Monday, August 29, 2011

Smallworld Technical Paper No. 6 - Integrated Data Capture

by David G. Theriault, Nicola Terry, Cees van der Leeden and Richard G. Newell

For the past 15 years GIS users who enthusiastically embarked on grandiose projects have, with very few exceptions, spent enormous amounts of time and effort mired in the initial phase of data capture. The organisations worst affected are those where the capture effort is concerned with the conversion of old documents to a digital, structured database, e.g. utilities, local authorities and cadastral agencies. The reasons for the difficulties are mainly inappropriate tools being applied to the problem. This paper presents an approach in which the problem has been completely re-examined at four levels. The first consideration is at the project management level where a proper analysis of goals and targets is required. The next level is concerned with the rapid development of specific applications in an ergonomic, integrated object-oriented environment. These applications must be supported by facilities for rapid take-on of data (e.g. raster-vector integration, interactive vectorisation tools and multiple grey-level images) and a topologically structured, seamless spatial database. Finally, powerful workstations with a visually pleasing window environment will be needed. Benchmarks so far seem to indicate that factors of 3 to 5 improvement in time may be achieved.

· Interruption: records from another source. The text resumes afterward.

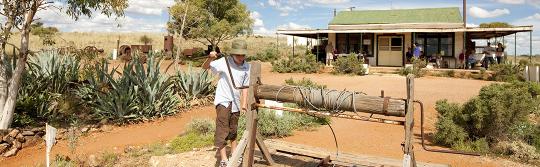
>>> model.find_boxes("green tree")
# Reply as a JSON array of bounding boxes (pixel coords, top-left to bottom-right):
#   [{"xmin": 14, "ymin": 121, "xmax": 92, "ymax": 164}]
[
  {"xmin": 30, "ymin": 22, "xmax": 60, "ymax": 46},
  {"xmin": 480, "ymin": 22, "xmax": 513, "ymax": 28},
  {"xmin": 167, "ymin": 0, "xmax": 253, "ymax": 46},
  {"xmin": 0, "ymin": 0, "xmax": 128, "ymax": 129},
  {"xmin": 139, "ymin": 35, "xmax": 152, "ymax": 45}
]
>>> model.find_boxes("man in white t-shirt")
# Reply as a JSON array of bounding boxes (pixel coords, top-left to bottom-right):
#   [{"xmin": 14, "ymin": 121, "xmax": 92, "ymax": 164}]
[
  {"xmin": 484, "ymin": 42, "xmax": 496, "ymax": 69},
  {"xmin": 203, "ymin": 40, "xmax": 250, "ymax": 166}
]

Everybody now recognises that one of the largest costs (possibly the largest cost) of implementing a GIS is data conversion. In particular, the problem of converting data held on maps into a database containing, points, lines and polygons which are intelligently structured, is particularly burdensome. Much effort has been invested in trying to improve the process beyond the traditional methods based on manual digitizing. These include the use of scanned raster data, automatic conversion of raster into structured vector, automatic symbol and text recognition and "heads up" (on-screen) digitizing. All of these have their place, but we will advocate in this paper that other aspects of a system's function-ality and its structure can have more dramatic effects in reducing conversion costs in many cases. Our experiences stem from applying these methods to the capture of utility foreground data and cad- astral polygon data, where automatic approaches based on artificial intelligence break down.

Putting it another way, it seems that, with the current state of the art of automatic recognition methods for data conversion, there will always be a large proportion of documents which can only be interpreted and input by human operators. The exercise then becomes one of providing the best possible environment for humans to operate. This includes, not just providing much improved user interfaces, but also the very structure of the system itself. Badly structured, poorly integrated systems contribute greatly to the costs of conversion.

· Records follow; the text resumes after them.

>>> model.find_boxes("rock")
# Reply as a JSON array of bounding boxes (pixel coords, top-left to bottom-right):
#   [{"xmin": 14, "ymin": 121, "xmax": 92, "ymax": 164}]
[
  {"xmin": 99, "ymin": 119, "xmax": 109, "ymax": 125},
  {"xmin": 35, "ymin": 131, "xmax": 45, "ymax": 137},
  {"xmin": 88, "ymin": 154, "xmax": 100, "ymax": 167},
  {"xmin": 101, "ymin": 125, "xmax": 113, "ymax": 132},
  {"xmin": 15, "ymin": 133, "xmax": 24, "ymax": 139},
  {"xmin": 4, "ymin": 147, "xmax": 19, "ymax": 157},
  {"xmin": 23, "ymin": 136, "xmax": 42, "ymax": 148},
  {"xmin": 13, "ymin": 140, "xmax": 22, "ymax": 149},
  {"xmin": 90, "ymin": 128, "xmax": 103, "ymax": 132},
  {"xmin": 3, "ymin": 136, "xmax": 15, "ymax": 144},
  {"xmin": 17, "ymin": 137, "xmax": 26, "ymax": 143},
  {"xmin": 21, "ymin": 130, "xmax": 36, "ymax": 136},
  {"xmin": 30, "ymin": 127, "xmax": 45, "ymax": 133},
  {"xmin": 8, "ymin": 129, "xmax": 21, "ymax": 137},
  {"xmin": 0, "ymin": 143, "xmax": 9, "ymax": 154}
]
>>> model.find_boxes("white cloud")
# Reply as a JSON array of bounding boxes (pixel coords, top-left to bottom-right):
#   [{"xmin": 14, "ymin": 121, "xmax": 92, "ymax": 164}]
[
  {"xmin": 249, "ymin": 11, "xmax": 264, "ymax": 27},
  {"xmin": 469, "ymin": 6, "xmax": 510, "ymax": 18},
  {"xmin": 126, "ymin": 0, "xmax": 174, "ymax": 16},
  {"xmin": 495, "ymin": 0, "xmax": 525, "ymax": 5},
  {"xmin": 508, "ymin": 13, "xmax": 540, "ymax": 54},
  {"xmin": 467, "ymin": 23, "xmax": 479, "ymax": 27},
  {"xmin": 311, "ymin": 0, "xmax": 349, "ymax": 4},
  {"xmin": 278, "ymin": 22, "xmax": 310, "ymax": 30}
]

We contend that data capture is not a separate function carried out in isolation of the GIS it is to feed, but the data capture system itself should embody much of what one would expect from a modern corporate GIS.

Goals and Targets

It is important at the start of a GIS implementation to identify what it is that the GIS is intended for. This may be an obvious thing to say, but it is amazing how in many cases in the past, the conversion exercise has borne no relationship to any pre-assigned goals. An organisation embarking on GIS can define the business case for the whole project. This will result in:

  • identifying the end users of the system (including those who might
  • never actually sit down in front of a terminal).
  • a detailed breakdown of activities on the system.
  • an outline of possible future requirements.

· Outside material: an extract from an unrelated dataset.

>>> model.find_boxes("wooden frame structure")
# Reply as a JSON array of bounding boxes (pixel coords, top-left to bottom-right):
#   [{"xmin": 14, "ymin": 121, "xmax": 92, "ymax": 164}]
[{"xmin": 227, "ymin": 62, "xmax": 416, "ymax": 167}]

From the analysis it is possible to know the exact data requirements, including the coverage required and the level of intelligence required in the data structures.

This business case analysis has not always been done rigorously. The result of this is that frequently far more is converted than is strictly necessary. It does not seem very many years since the silly arguments about the relative merits of raster and vector. Now that the discs are cheap and the processors and displays are fast, everybody recognizes that a raster representation for a landbase is an excellent and cost effective way to get started. Raster not only provides a perfectly adequate representation for producing displays and plots, but also is a good basis for the capture of intelligent data.

For a utility company, the data may be divided into background and foreground data. The source of the background data is good quality paper maps from the national mapping agency (e.g. the Ordnance Survey in the UK and the IGN in France). A complete digital vector representation of these background maps is usually not available or is expensive, so we would advocate in this proposal that these maps should be scanned using a good quality scanner. The cost of producing a scanned background mapbase is a small fraction (perhaps one tenth) of the cost of producing a vector background mapbase.

It is thus essential to decide at an early stage, what are the objects in the real world that need to be represented in the system, in order that the foreground capture can be limited to these.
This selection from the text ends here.